Siegfried Linkwitz is the guy out there making foolishness out of all the "narrow dispersion is good" silliness. Maybe it's good in a PA, but not a living room. This crowd here deliberately avoids and ignores anything that disagrees with their OPINIONS. That's the source of this controversy.
You're trying to make factual a supposedly overriding sonic flaw with horn speakers with reference to their dispersive nature of directivity - because you heard all or some of them and suddenly finds it a compelling conclusion to deliver? Or, because it's a convenient (albeit irrelevant) theoretical stance that requires little on your part? Why is narrow dispersion a bad thing with speakers in domestic environments? Edge diffraction - does it occur with all horns, and to what extend does it really matter going by actual auditioning? Does any sought theoretical explanation correlate with your actual listening experience in this regard, or rather: how would it? Any other theory-laden straw man you care to pull from your magic hat?

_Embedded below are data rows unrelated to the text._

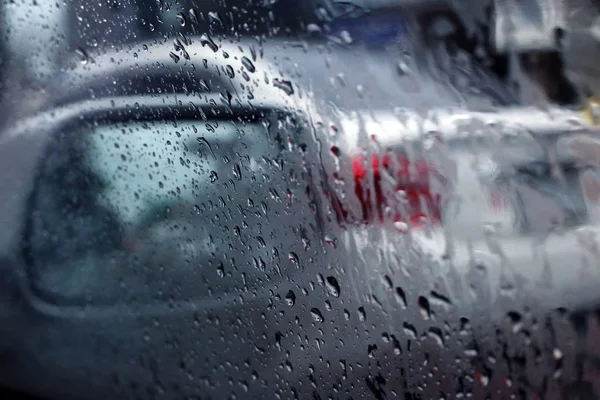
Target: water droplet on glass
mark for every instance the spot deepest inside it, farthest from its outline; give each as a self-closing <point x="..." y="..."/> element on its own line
<point x="174" y="57"/>
<point x="213" y="16"/>
<point x="82" y="55"/>
<point x="193" y="15"/>
<point x="410" y="330"/>
<point x="436" y="335"/>
<point x="333" y="287"/>
<point x="206" y="40"/>
<point x="290" y="298"/>
<point x="293" y="257"/>
<point x="237" y="172"/>
<point x="362" y="315"/>
<point x="401" y="297"/>
<point x="248" y="64"/>
<point x="516" y="321"/>
<point x="316" y="315"/>
<point x="284" y="85"/>
<point x="424" y="309"/>
<point x="181" y="19"/>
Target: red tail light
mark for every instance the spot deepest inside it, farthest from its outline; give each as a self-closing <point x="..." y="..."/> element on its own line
<point x="414" y="180"/>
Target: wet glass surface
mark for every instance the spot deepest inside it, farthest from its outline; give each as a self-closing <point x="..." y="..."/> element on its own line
<point x="280" y="200"/>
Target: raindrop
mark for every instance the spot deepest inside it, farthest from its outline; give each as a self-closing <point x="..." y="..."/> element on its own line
<point x="410" y="330"/>
<point x="193" y="15"/>
<point x="288" y="366"/>
<point x="362" y="315"/>
<point x="333" y="287"/>
<point x="371" y="350"/>
<point x="387" y="281"/>
<point x="174" y="57"/>
<point x="401" y="297"/>
<point x="290" y="298"/>
<point x="424" y="308"/>
<point x="248" y="64"/>
<point x="205" y="40"/>
<point x="230" y="72"/>
<point x="397" y="347"/>
<point x="316" y="315"/>
<point x="436" y="335"/>
<point x="213" y="16"/>
<point x="237" y="172"/>
<point x="293" y="257"/>
<point x="440" y="299"/>
<point x="284" y="85"/>
<point x="181" y="19"/>
<point x="516" y="321"/>
<point x="82" y="55"/>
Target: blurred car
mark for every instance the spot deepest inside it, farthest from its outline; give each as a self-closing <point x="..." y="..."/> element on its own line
<point x="171" y="227"/>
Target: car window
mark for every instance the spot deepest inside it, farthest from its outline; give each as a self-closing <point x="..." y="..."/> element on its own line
<point x="299" y="199"/>
<point x="116" y="204"/>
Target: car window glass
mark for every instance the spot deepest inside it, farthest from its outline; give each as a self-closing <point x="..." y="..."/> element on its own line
<point x="118" y="203"/>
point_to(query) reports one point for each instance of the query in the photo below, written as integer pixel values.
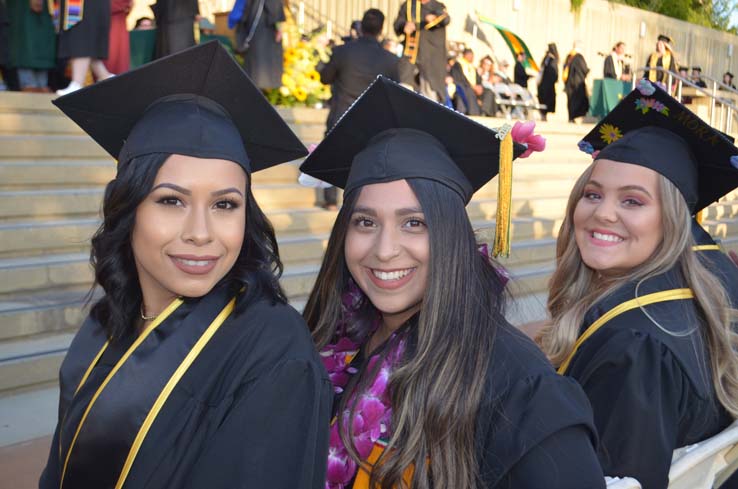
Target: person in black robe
(350, 70)
(641, 354)
(531, 428)
(428, 20)
(548, 78)
(260, 40)
(575, 75)
(221, 386)
(520, 76)
(175, 21)
(663, 58)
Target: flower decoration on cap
(610, 133)
(522, 132)
(645, 87)
(586, 147)
(646, 104)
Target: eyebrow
(399, 212)
(184, 191)
(625, 187)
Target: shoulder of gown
(526, 403)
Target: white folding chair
(622, 483)
(706, 464)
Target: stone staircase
(51, 184)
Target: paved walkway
(21, 464)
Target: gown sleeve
(636, 388)
(541, 434)
(276, 434)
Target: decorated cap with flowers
(652, 129)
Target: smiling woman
(435, 388)
(191, 370)
(638, 319)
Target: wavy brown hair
(437, 389)
(574, 288)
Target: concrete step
(87, 202)
(40, 174)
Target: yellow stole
(661, 296)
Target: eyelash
(173, 200)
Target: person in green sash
(191, 370)
(638, 318)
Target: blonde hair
(574, 288)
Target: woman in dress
(637, 318)
(191, 370)
(84, 31)
(435, 388)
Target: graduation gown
(535, 428)
(32, 39)
(250, 409)
(716, 261)
(651, 391)
(575, 87)
(175, 24)
(547, 85)
(431, 61)
(263, 58)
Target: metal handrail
(728, 111)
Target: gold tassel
(504, 194)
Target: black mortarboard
(197, 102)
(391, 133)
(650, 128)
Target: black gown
(535, 428)
(547, 85)
(431, 61)
(175, 23)
(717, 262)
(251, 411)
(576, 89)
(263, 58)
(651, 391)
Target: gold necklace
(145, 317)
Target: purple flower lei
(373, 412)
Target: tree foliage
(709, 13)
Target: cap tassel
(504, 194)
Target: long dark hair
(437, 389)
(258, 266)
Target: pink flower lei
(373, 412)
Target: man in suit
(352, 67)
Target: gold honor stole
(122, 392)
(661, 296)
(362, 476)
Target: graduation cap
(391, 133)
(651, 129)
(197, 102)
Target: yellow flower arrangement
(610, 133)
(300, 79)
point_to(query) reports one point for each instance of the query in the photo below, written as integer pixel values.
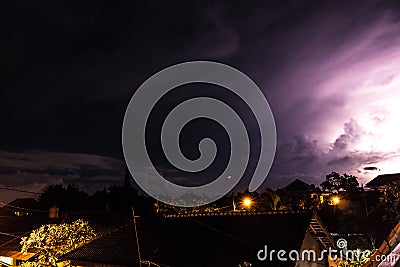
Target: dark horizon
(328, 70)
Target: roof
(297, 185)
(226, 240)
(384, 179)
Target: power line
(18, 190)
(20, 208)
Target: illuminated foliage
(54, 240)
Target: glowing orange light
(247, 202)
(335, 200)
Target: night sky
(330, 71)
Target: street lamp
(335, 200)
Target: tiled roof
(197, 241)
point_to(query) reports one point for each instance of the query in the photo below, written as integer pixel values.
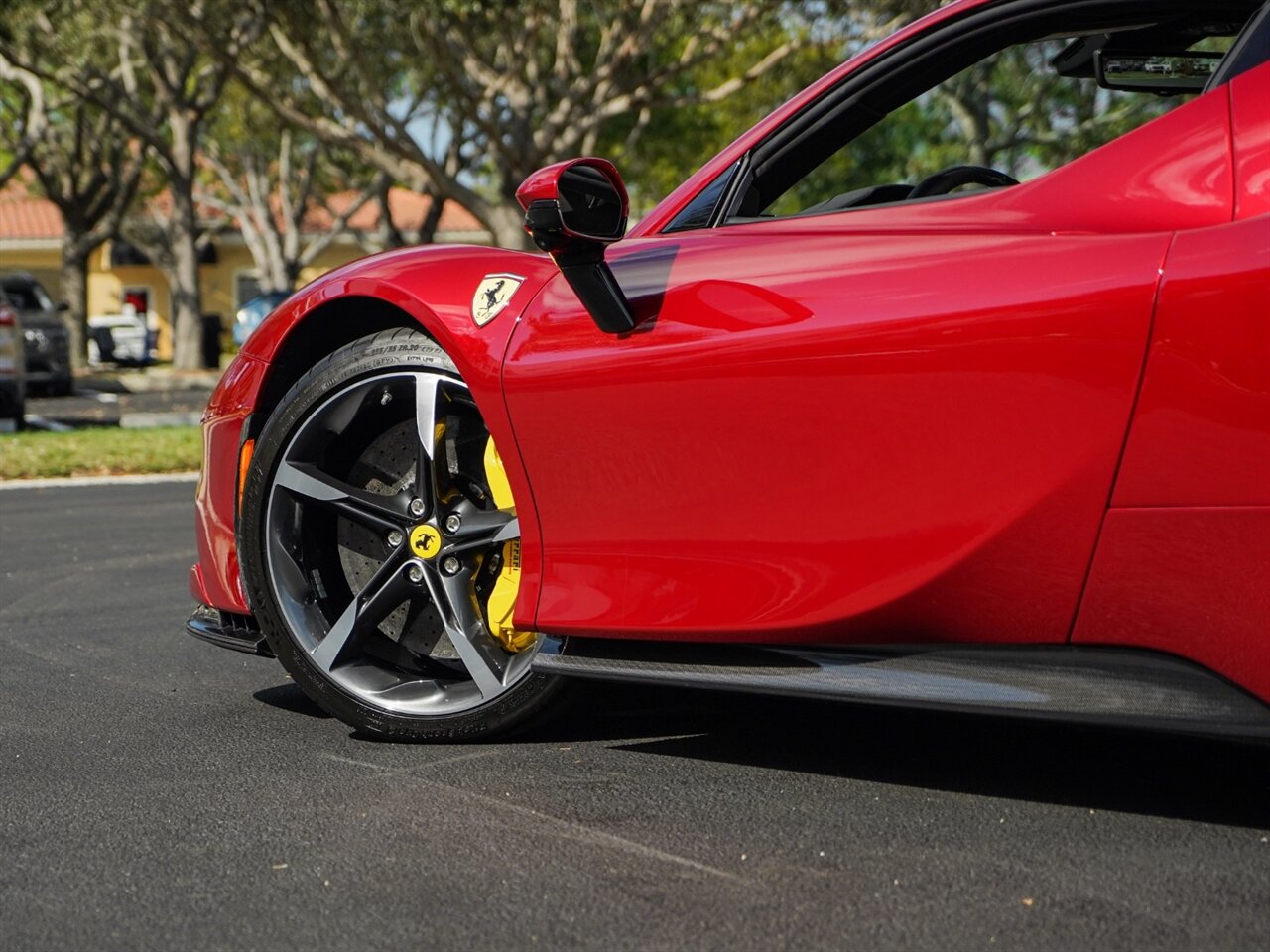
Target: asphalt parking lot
(158, 792)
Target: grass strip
(100, 452)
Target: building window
(139, 298)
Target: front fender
(434, 286)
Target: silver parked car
(13, 377)
(48, 339)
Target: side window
(1011, 116)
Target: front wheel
(380, 547)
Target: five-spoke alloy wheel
(376, 529)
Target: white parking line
(72, 481)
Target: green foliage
(100, 452)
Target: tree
(139, 61)
(84, 162)
(270, 180)
(458, 105)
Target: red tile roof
(27, 217)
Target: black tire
(304, 555)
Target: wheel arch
(326, 327)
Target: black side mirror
(572, 211)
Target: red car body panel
(939, 412)
(1035, 414)
(432, 285)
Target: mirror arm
(583, 266)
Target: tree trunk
(183, 282)
(73, 278)
(507, 225)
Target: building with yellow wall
(31, 235)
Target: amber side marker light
(244, 465)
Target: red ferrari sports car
(968, 436)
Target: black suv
(48, 339)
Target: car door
(889, 424)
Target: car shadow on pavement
(290, 697)
(1098, 769)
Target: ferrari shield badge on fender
(492, 296)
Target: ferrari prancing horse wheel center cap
(425, 540)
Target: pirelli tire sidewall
(518, 708)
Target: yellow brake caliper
(502, 597)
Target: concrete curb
(73, 481)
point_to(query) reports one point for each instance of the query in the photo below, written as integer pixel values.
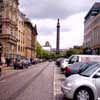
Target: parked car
(58, 61)
(63, 64)
(83, 58)
(77, 67)
(18, 63)
(83, 86)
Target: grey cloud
(53, 8)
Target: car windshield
(89, 71)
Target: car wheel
(84, 94)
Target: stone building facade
(92, 29)
(8, 27)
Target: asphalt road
(35, 83)
(38, 82)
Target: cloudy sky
(45, 13)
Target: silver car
(83, 86)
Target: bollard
(0, 70)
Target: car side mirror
(97, 75)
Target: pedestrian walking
(3, 61)
(8, 62)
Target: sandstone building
(8, 27)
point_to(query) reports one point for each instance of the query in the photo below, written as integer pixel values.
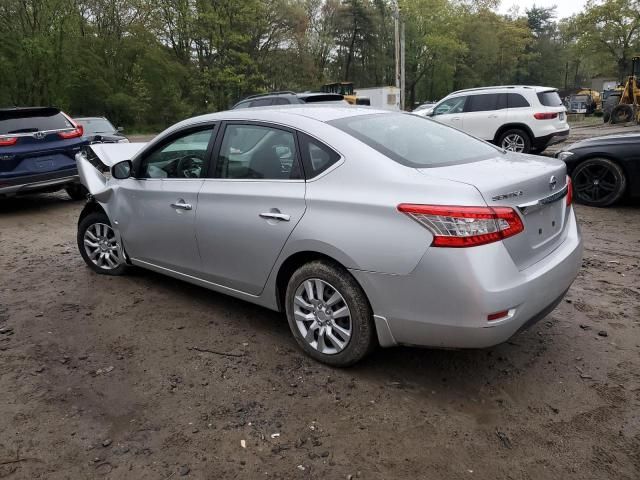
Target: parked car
(365, 226)
(289, 98)
(604, 169)
(38, 146)
(101, 130)
(516, 118)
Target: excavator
(628, 108)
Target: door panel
(156, 224)
(237, 245)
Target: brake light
(458, 227)
(75, 133)
(8, 141)
(545, 116)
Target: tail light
(545, 116)
(78, 131)
(8, 141)
(459, 227)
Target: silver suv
(517, 118)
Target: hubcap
(594, 183)
(513, 143)
(101, 246)
(322, 316)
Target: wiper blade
(25, 130)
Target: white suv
(517, 118)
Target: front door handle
(181, 205)
(276, 216)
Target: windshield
(414, 141)
(550, 99)
(96, 125)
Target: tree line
(148, 64)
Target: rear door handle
(181, 206)
(276, 216)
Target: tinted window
(316, 156)
(96, 125)
(414, 141)
(263, 102)
(183, 157)
(481, 103)
(257, 152)
(550, 99)
(453, 105)
(515, 100)
(32, 120)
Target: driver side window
(453, 105)
(183, 157)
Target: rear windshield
(96, 125)
(414, 141)
(550, 99)
(25, 121)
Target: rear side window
(316, 157)
(481, 103)
(263, 102)
(414, 141)
(515, 100)
(32, 120)
(550, 99)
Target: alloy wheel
(322, 316)
(513, 143)
(101, 246)
(594, 183)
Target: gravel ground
(108, 377)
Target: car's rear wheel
(598, 182)
(99, 245)
(515, 140)
(329, 314)
(77, 191)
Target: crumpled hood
(112, 153)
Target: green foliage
(148, 64)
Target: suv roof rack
(283, 92)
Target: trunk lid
(533, 186)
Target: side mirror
(122, 170)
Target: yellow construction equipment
(628, 108)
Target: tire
(98, 226)
(77, 191)
(622, 114)
(515, 140)
(592, 176)
(327, 341)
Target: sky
(566, 8)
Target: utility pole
(399, 52)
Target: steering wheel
(189, 166)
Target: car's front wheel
(329, 314)
(99, 245)
(515, 140)
(598, 182)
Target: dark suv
(289, 98)
(38, 146)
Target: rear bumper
(540, 143)
(445, 301)
(39, 182)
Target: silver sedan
(366, 227)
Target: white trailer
(386, 98)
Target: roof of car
(535, 88)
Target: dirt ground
(100, 378)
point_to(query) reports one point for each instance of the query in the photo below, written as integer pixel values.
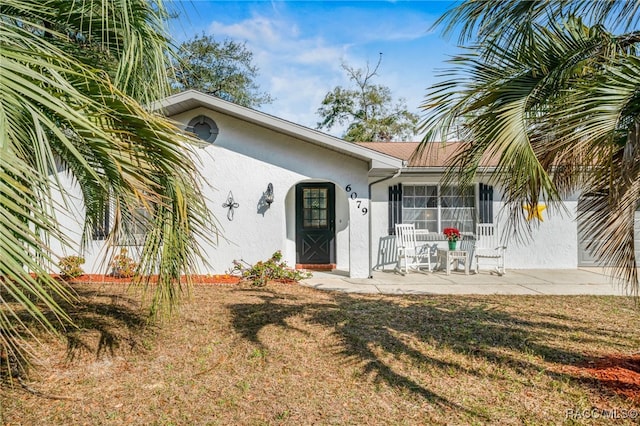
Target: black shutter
(486, 203)
(395, 207)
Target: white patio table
(448, 257)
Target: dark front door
(315, 223)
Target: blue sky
(299, 46)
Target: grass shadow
(370, 326)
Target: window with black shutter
(395, 207)
(485, 205)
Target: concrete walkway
(523, 281)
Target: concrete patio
(582, 281)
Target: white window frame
(465, 225)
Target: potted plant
(453, 235)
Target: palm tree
(548, 89)
(73, 77)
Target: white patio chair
(489, 247)
(410, 254)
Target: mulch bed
(617, 372)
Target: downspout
(398, 172)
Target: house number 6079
(353, 195)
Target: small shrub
(70, 267)
(273, 269)
(122, 265)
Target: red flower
(452, 234)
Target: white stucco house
(275, 185)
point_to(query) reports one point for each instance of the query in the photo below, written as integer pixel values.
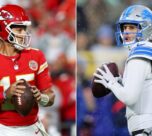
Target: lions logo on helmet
(140, 16)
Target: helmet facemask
(128, 38)
(19, 41)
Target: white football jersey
(136, 92)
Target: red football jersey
(30, 65)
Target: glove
(105, 78)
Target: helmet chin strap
(18, 47)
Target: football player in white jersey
(134, 30)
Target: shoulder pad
(141, 52)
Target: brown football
(25, 102)
(99, 90)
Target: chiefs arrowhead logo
(5, 15)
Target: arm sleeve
(136, 72)
(43, 78)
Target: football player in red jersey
(19, 61)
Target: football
(25, 102)
(99, 90)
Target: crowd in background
(53, 31)
(96, 26)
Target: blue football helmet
(139, 16)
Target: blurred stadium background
(53, 31)
(96, 44)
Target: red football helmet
(14, 15)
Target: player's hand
(15, 89)
(105, 78)
(36, 93)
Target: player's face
(129, 32)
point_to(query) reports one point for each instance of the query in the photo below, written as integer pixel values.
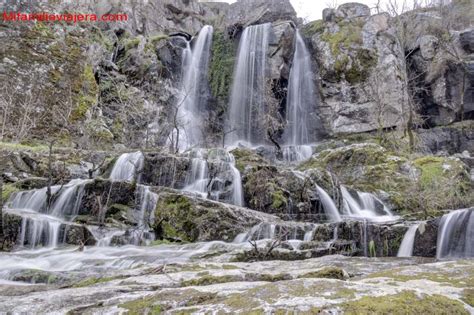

There was a time when you indulged - to a limited extend, one might add - in this discussion from an outset of actual LISTENING experience (the only thing that matters, right?), or to give it a chance with a range of or certain horn speakers, which in fact always comes down to OPINION. So please, don't try and direct this to where the proponents of horn sound avoid the arguments of anyone in disagreement, but rather see it as a reaction to any want of equating horn sound as a whole with a factually based flaw - one based on theory, no less. This is becoming trite. Move on.